“沒什麼,剛才吃飯呢,一著急差點嗆到了。”
“吃的什麼?”
範美麗聽到他在喝水以及把杯子放在桌子上的聲音。
“麵條。”範美麗說:“今天結束後,還有好多大學生問我下一次校招是什麼時候。”
“下午來的這些大學生有一些都是從別的大學趕過來的,所以我覺得我這一次舉辦的校招還有很多的缺點。”

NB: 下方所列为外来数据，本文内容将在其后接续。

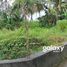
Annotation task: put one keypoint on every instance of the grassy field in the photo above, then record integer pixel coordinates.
(12, 42)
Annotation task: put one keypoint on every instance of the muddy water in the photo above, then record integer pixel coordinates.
(63, 64)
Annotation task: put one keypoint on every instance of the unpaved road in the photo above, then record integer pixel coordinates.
(64, 64)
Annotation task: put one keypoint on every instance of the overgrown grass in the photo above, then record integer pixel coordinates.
(12, 42)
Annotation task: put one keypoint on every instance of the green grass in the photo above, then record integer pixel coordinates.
(12, 42)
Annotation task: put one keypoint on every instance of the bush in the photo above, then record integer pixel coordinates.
(48, 20)
(62, 25)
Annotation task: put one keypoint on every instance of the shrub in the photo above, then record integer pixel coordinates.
(62, 25)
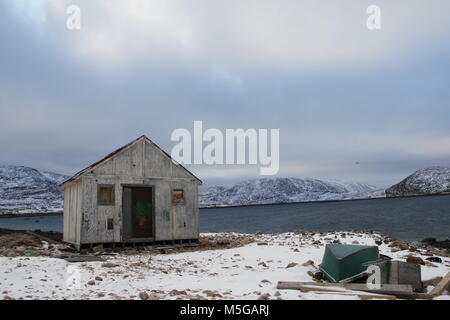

“廣城那邊還是傳統行業較多,對於這些高校大學生的需求較少,但深城這邊很多,我得讓這邊的企業去廣城那邊,但時間有點緊湊,所以就趕緊趕過來了,打你電話沒人接,就給你留言了……”
範美麗下意識的解釋了起來。
聶健安並沒有範美麗因為的生氣或者別的情緒,或者有,但被他壓住了。
至少這一刻她在電話裡是沒有聽出聶健安有什麼情緒的。
“嗯,”聶健安沒有繼續她剛才的問題,而是問:“今天的採訪不愉快?”
不提採訪還好,一提採訪,範美麗也有情緒了。
她問:“那個蔣記者跟你什麼關係?她喜歡你啊。”
聶健安輕笑了一聲:“是個女的就得喜歡我啊?”
“哼,”範美麗找到了一個讓自己那點愧疚消散的辦法,那就是找茬。
她道:“女人的直覺,不然我猜不到她對我的敵意是從何而來的。”
“她那個人……怎麼說呢。”聶健安斟酌了一下:“可能對比她成就高比她優秀的女性,都有一定的敵意。而且你還比她長的漂亮。”
範美麗再次哼了一聲:“我不相信。”
那個蔣瑤雖然攻擊性很強,但也是受過高等教育的。
當然,她相信有些女人確實會這樣,喜歡雌競,但直覺告訴她,蔣瑤就是認識聶健安。
“好吧,他是我前妻的表妹。”聶健安說。
範美麗沉默了。
聶健安怕她多想,趕緊解釋:“我跟前妻是和平離婚的,雙方父母也都支援的。
所以兩家家裡關係這塊相處的還行。
兩邊家裡的關係就她是幹記者的,我這不是想著從校方那邊好說一點……”
“聶健安……”範美麗打斷了他的話。
“嗯,在。”
“我範美麗想借你的勢不假,我大大方方的承認。但我不需要你因為我,去跟你不喜歡或者不太想接觸的人去接觸。”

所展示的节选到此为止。